Achtung! Bedrohung durch Beschämung

Auf einem Dorfplatz, spät nachmittags. Eine Kinderschar sitzt am Boden über Papier gebeugt, rechnet, zeichnet und schreibt. Zwei Frauen haben den Kindern, die sowohl aus einer höheren wie aus einer niederen indischen Kaste kommen, Aufgaben vorgelegt. Das Kastensystem ist trotz gesetzlicher Verbote noch immer kulturell stark wirksam. Später werden die beiden Weltbank-Ökonominnen Karla Hoff und Priyanka Pandey die Ergebnisse dieses ungewöhnlichen Feldversuches veröffentlichen. In einem ersten Durchgang schnitten die Kinder aus den niederen Kasten leicht besser ab als die aus den höheren. Niemand wusste, wer welcher Kaste angehört. Dann wiederholte man das Experiment. Zuerst mussten die Kinder vortreten, sich mit Namen, Dorf und Kastenzugehörigkeit vorstellen, dann durften sie die Aufgaben lösen. Das Ergebnis: Die Leistungen der Kinder aus den unteren Kasten waren deutlich schlechter. Dieser Effekt wurde in den USA und in Europa bestätigt. Wenn man eine Gruppe verletzlich macht mit dem Blick der Verachtung, dann bleibt das nicht ohne Wirkung. Wer damit rechnet, als unterlegen zu gelten, bringt schlechtere Leistungen. »Stereotype threat« wird dieser Effekt genannt, Bedrohung durch Beschämung. Umgedreht heißt das, dass die besten Entwicklungsvoraussetzungen in einem anerkennenden Umfeld zu finden sind, dort wo wir an unseren Erfolg glauben dürfen. Zukunft gibt es, wo wir an unsere Fähigkeiten glauben dürfen. Weil andere an uns glauben. Wo ich meinem Können traue, dort gibt es auch welche, die mir etwas zu-trauen. Statusangst und mangelnde Achtung sind auch Lern- und Leistungshemmer.

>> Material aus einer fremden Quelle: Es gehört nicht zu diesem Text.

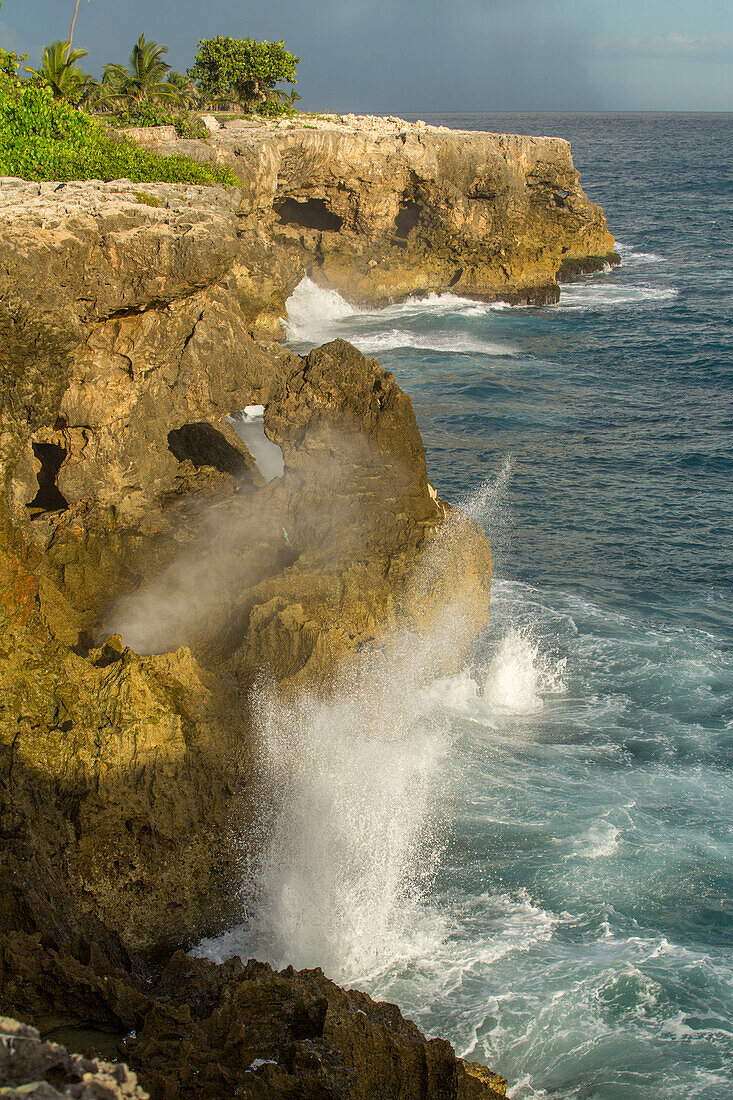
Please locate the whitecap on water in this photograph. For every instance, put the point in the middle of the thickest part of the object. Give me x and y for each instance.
(316, 315)
(520, 674)
(631, 257)
(598, 295)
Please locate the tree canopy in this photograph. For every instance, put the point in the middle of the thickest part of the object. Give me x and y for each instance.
(243, 72)
(145, 79)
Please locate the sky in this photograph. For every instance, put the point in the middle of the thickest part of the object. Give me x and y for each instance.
(422, 56)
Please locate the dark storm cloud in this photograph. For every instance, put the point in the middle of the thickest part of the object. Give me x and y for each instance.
(430, 55)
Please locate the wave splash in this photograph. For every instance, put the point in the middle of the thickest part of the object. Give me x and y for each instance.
(520, 675)
(353, 796)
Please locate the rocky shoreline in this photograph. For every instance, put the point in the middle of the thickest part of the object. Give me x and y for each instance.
(152, 579)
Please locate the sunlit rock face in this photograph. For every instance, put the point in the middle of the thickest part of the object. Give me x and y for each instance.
(381, 208)
(153, 576)
(131, 508)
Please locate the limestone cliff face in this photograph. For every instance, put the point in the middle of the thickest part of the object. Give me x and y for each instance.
(151, 576)
(129, 504)
(381, 208)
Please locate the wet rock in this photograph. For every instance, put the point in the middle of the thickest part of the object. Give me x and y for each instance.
(30, 1067)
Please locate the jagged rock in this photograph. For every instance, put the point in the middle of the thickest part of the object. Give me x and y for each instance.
(150, 575)
(382, 208)
(45, 1071)
(251, 1032)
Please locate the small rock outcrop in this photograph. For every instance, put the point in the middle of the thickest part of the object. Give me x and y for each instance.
(207, 1031)
(30, 1067)
(153, 579)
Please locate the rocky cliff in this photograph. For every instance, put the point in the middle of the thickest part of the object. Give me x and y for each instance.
(380, 208)
(153, 578)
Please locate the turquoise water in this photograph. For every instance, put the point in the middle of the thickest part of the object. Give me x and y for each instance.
(583, 887)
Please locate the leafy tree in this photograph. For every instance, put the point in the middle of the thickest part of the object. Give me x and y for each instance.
(70, 33)
(145, 78)
(243, 72)
(59, 72)
(185, 86)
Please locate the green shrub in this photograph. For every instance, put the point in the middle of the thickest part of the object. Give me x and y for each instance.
(154, 114)
(43, 139)
(148, 199)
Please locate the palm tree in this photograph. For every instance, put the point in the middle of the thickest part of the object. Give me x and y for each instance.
(59, 72)
(143, 81)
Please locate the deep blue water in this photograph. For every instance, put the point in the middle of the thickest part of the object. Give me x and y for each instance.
(587, 881)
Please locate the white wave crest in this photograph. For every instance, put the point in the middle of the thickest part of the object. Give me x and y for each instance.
(520, 674)
(448, 342)
(313, 312)
(594, 295)
(316, 315)
(631, 257)
(600, 840)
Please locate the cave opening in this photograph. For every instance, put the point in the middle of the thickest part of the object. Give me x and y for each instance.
(407, 217)
(50, 497)
(312, 213)
(204, 446)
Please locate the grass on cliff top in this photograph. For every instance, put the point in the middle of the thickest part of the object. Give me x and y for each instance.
(43, 139)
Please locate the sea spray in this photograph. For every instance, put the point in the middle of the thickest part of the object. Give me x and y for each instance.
(518, 674)
(315, 315)
(349, 832)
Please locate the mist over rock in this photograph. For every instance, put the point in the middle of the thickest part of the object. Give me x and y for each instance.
(155, 585)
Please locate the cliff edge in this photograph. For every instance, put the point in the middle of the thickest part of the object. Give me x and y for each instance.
(380, 209)
(155, 578)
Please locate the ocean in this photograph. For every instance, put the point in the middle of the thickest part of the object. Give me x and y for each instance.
(536, 861)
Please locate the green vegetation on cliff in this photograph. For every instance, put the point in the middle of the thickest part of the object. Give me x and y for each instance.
(42, 138)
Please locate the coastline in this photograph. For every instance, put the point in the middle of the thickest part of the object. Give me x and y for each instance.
(127, 320)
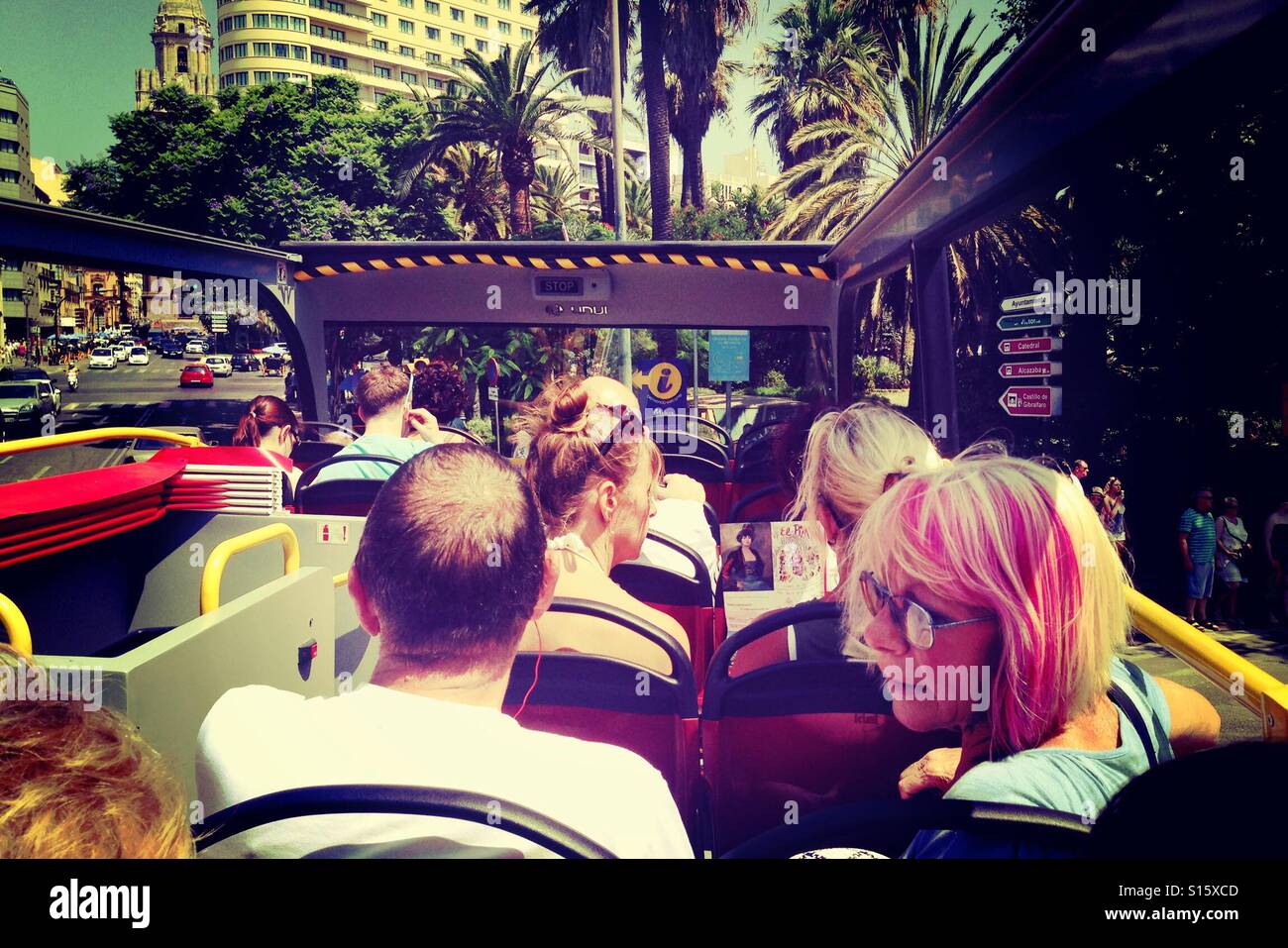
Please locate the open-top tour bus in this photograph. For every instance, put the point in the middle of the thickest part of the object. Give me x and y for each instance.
(197, 571)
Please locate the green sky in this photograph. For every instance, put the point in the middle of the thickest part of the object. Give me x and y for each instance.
(75, 60)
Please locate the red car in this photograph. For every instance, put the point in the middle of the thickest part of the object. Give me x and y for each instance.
(196, 373)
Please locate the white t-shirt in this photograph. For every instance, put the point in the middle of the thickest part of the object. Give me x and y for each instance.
(259, 740)
(682, 520)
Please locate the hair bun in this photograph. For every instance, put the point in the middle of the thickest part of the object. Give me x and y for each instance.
(568, 407)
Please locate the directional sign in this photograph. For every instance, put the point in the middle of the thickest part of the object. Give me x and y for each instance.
(1026, 303)
(1030, 401)
(1029, 344)
(1029, 321)
(1028, 369)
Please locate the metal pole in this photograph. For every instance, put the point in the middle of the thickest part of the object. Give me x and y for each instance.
(618, 162)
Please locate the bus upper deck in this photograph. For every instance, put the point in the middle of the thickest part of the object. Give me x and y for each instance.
(198, 571)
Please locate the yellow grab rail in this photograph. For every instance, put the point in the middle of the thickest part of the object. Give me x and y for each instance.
(16, 625)
(1257, 690)
(213, 575)
(65, 438)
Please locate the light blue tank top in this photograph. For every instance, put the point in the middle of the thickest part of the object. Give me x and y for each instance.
(1057, 779)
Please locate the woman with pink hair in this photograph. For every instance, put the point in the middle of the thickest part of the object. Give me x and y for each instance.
(993, 601)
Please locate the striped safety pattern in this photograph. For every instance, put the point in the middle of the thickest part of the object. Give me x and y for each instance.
(565, 263)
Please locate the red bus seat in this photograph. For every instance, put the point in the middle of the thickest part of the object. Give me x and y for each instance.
(786, 740)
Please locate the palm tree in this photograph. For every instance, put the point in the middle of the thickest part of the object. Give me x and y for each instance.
(579, 35)
(812, 73)
(696, 39)
(500, 104)
(555, 192)
(475, 187)
(936, 68)
(658, 112)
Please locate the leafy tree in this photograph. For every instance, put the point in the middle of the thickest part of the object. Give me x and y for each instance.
(274, 162)
(502, 106)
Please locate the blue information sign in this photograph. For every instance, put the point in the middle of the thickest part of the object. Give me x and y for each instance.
(730, 356)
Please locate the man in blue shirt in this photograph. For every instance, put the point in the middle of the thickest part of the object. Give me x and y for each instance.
(1198, 549)
(382, 406)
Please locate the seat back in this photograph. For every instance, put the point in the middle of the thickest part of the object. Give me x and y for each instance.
(688, 599)
(790, 738)
(616, 702)
(348, 497)
(403, 800)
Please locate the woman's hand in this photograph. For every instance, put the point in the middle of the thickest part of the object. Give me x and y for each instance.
(935, 771)
(681, 487)
(424, 424)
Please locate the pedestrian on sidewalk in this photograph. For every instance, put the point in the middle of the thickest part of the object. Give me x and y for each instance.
(1233, 546)
(1198, 552)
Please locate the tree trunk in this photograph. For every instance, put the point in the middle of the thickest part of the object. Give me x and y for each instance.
(657, 107)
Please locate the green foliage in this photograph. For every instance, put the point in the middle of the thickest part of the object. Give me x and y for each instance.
(482, 429)
(745, 217)
(275, 162)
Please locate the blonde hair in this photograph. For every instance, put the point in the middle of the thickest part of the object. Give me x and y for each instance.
(80, 784)
(853, 455)
(1017, 540)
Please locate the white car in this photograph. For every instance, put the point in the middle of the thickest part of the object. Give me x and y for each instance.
(219, 365)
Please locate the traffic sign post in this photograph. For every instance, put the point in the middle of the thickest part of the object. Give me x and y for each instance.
(1028, 369)
(1031, 401)
(1029, 321)
(492, 373)
(1029, 346)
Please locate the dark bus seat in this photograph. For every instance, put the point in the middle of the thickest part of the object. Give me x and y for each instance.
(351, 497)
(402, 800)
(688, 599)
(616, 702)
(797, 737)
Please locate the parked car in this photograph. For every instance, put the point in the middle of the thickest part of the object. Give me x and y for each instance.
(140, 450)
(24, 407)
(196, 373)
(220, 365)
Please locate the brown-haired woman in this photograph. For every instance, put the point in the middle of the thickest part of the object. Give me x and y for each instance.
(270, 424)
(593, 472)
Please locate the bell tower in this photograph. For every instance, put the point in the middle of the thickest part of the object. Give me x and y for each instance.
(183, 43)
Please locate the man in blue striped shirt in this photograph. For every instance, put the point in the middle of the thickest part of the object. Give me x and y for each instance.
(1198, 549)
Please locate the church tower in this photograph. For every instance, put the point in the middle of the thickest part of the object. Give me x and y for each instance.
(183, 43)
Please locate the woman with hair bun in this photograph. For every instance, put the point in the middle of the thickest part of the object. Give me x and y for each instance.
(593, 471)
(270, 424)
(851, 458)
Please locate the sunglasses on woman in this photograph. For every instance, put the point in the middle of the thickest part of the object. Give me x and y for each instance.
(917, 622)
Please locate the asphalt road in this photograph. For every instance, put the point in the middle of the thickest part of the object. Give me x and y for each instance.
(137, 395)
(151, 395)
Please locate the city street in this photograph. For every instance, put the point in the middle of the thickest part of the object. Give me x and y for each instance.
(137, 395)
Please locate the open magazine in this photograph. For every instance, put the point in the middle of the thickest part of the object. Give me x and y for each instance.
(772, 566)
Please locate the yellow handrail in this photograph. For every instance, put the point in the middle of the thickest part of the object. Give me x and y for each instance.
(1257, 690)
(214, 572)
(16, 625)
(58, 441)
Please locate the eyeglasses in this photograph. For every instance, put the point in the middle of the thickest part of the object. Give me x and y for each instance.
(918, 623)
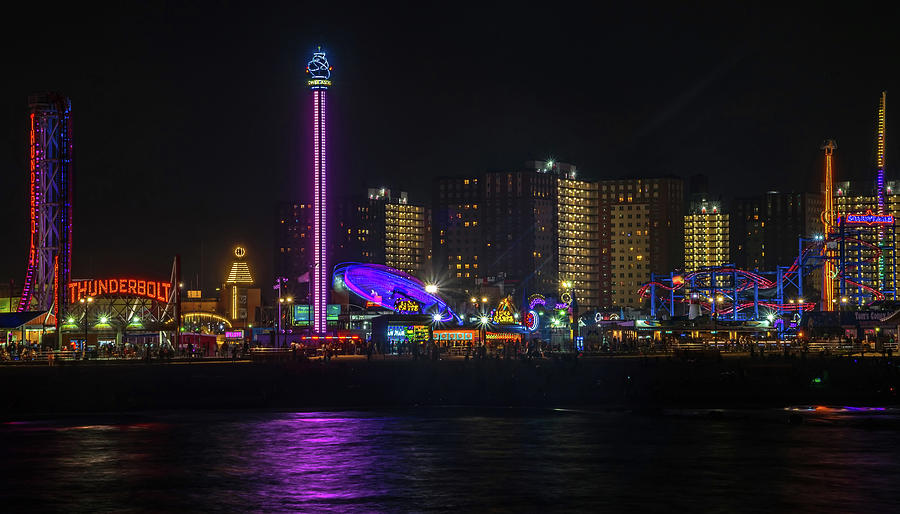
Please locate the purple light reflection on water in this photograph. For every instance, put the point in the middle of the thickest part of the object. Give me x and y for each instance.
(451, 459)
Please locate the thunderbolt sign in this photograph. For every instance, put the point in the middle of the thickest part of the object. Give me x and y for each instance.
(869, 219)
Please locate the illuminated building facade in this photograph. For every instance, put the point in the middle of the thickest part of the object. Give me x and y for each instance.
(579, 238)
(519, 222)
(457, 243)
(404, 236)
(858, 197)
(50, 203)
(319, 71)
(706, 236)
(240, 300)
(379, 228)
(767, 227)
(641, 230)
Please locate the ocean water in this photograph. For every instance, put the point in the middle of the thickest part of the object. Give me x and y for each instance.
(838, 459)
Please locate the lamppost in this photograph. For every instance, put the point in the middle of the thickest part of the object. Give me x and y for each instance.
(484, 321)
(844, 301)
(289, 303)
(85, 302)
(716, 303)
(279, 281)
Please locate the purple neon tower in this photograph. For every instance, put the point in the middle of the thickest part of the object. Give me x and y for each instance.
(319, 72)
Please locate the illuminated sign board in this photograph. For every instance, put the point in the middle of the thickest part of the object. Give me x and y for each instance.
(531, 321)
(505, 313)
(154, 289)
(503, 337)
(411, 333)
(869, 219)
(408, 307)
(303, 314)
(536, 300)
(454, 335)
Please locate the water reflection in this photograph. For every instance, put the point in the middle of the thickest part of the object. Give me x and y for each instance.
(452, 459)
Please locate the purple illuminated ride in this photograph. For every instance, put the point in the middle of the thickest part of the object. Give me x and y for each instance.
(319, 80)
(50, 207)
(388, 287)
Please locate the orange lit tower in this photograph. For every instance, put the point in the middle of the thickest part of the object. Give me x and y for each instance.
(828, 218)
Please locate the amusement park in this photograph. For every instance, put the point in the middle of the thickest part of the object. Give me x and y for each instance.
(839, 291)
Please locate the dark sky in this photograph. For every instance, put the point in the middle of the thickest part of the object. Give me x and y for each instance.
(191, 122)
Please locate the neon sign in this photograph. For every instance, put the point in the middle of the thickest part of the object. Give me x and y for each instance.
(319, 71)
(869, 219)
(504, 314)
(408, 307)
(154, 289)
(536, 300)
(454, 335)
(531, 321)
(504, 337)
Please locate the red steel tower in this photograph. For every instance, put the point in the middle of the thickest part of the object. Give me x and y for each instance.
(50, 208)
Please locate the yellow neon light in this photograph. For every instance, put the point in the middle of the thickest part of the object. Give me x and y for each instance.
(210, 315)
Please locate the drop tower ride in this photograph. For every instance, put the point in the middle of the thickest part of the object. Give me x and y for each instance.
(319, 72)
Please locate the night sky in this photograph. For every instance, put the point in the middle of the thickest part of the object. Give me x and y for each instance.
(191, 123)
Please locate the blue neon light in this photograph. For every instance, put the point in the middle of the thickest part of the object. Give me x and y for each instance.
(318, 67)
(869, 219)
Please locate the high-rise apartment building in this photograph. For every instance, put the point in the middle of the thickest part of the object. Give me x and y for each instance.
(578, 211)
(641, 231)
(860, 197)
(767, 228)
(379, 228)
(404, 232)
(519, 229)
(706, 236)
(457, 243)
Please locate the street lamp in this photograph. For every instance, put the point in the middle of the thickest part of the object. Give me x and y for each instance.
(86, 303)
(279, 283)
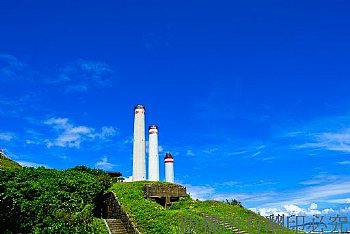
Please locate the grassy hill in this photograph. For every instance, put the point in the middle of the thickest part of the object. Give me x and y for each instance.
(6, 163)
(188, 214)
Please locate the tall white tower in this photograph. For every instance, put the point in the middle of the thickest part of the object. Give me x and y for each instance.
(169, 168)
(153, 157)
(139, 150)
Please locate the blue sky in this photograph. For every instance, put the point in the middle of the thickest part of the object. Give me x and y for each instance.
(251, 97)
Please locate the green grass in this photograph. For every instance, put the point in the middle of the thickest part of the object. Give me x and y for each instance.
(6, 163)
(99, 226)
(152, 218)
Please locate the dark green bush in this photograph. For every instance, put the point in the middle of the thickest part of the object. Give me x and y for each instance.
(50, 201)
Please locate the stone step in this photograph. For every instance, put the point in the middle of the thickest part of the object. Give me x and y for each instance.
(116, 226)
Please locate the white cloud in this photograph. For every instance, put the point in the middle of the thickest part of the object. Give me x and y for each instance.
(340, 201)
(332, 141)
(128, 179)
(308, 195)
(72, 136)
(320, 179)
(11, 69)
(6, 136)
(190, 153)
(104, 164)
(31, 164)
(344, 162)
(292, 209)
(83, 75)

Lebensmittel sind etwas zum Essen. Es gibt aber auch Lebensmittel, die wir nicht essen können und trotzdem zum Leben brauchen. Besonders Menschen, die es schwer haben, sind darauf angewiesen. Die Resilienzforschung, die sich damit beschäftigt, was Menschen „widerstandsfähig“ macht, gerade in schwierigen und belastenden Situationen, hat eine Reihe von solch stärkenden Faktoren gefunden.

Es sind vor allem drei „Lebens-Mittel“, die stärken: Erstens ist da Freundschaft. Soziale Netze, tragfähige Beziehungen stärken. Das Gegenteil schwächt: Einsamkeit und Isolation.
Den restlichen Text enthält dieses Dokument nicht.